As desonerações tributárias, como aquelas proporcionadas na declaração do Imposto de Renda, permitem ao andar de cima da sociedade abonar gastos privados realizados com saúde (panos de saúde), educação (a bolsa família dos ricos), assistência e previdência social. No ano de 2012, por exemplo, quase 50 bilhões de reais deixaram de ser arrecadados pelo tesouro federal por conta das deduções que financiam gastos com serviços privados na saúde pelas elites brasileiras.
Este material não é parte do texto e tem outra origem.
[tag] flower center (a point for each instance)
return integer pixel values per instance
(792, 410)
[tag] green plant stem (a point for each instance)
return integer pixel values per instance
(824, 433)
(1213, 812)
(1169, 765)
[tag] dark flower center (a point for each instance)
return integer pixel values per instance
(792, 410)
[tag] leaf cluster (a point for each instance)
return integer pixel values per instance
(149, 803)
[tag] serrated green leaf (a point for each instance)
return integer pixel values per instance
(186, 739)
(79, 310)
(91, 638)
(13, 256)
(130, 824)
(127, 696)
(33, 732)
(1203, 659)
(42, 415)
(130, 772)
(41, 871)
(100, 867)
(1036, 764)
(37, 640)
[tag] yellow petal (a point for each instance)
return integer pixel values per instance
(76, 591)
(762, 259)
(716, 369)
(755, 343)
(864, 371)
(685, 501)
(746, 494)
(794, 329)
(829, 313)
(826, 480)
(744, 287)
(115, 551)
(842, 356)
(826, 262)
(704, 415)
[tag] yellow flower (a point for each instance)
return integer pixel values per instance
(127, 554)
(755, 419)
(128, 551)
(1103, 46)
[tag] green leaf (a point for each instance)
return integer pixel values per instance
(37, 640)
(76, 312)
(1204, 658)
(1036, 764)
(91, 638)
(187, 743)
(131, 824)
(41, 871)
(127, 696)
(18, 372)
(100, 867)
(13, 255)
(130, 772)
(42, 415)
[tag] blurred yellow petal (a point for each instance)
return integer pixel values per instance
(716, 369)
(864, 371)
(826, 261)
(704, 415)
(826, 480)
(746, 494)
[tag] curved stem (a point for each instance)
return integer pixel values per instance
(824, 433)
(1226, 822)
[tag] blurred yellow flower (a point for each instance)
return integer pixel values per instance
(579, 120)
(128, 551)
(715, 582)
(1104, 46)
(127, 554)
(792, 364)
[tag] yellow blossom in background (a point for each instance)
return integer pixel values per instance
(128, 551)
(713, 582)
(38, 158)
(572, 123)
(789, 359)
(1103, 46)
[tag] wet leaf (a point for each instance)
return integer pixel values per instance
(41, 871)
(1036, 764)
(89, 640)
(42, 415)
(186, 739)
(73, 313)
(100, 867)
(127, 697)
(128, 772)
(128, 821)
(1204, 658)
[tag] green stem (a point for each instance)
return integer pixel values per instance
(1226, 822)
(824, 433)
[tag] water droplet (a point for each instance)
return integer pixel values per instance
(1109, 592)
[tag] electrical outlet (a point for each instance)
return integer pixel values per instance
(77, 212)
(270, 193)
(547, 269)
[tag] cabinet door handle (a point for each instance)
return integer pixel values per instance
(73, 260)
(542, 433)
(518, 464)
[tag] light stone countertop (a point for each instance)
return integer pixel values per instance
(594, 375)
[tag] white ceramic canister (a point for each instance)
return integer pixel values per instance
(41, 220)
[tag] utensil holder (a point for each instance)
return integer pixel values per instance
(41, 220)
Diante disso, o começo da reformulação do antigo Estado patrimonial implementada a partir da década de 2000, ainda que parcial e incompleta, não agradou as elites, em geral. As políticas públicas inclusivas, como as quotas no ensino público superior, a garantia de renda universal aos segmentos pauperizados, a ampliação de modalidades de inserção bancária e creditícia, a busca do pleno emprego, entre outras modalidades de ação do Estado, sofreram forte reação implícita e explícita do pessoal que frequenta salas VIP (Very Important Person) e camarotes da alta sociedade.
A revolta não tardou a ser exposta. Desde as eleições presidenciais de 2014 que as elites tradicionais realinharam-se novamente para fortalecer campanhas reacionárias em prol da desconstrução de conquistas estabelecidas nos últimos anos.
Isso pode ser observado pelo fato de os partidos de oposição derrotados em outubro de 2014 não terem desmobilizado suas máquinas eleitorais, não aceitando e questionando o resultado eleitoral. Da mesma maneira que não aceitam o resultado das urnas, recorrem a artifícios para levarem adiante a campanha pelo impeachment do governo Dilma.
Ao mesmo tempo, reagrupam forças no interior do Poder Legislativo federal para colocar em votação um conjunto de projetos que visam a regredir direitos sociais e trabalhistas dos que dependem do seu próprio trabalho para sobreviver. As elites tradicionais cobram permanentemente o corte das despesas públicas com pagamento de pessoal e em áreas decisivas para a população vulnerável, mas calam-se diante do descalabro na elevação dos gastos com pagamento dos juros da dívida pública gerados por juros estratosféricos.
Até quando a revolta das elites seguirá sem reação organizada dos interesses dos de baixo no Brasil? A hora do pêndulo chegou.
Marcio Pochmann é professor do Instituto de Economia e pesquisador do Centro de Estudos Sindicais e de Economia do Trabalho da Universidade Estadual de Campinas. (Planeta Osasco)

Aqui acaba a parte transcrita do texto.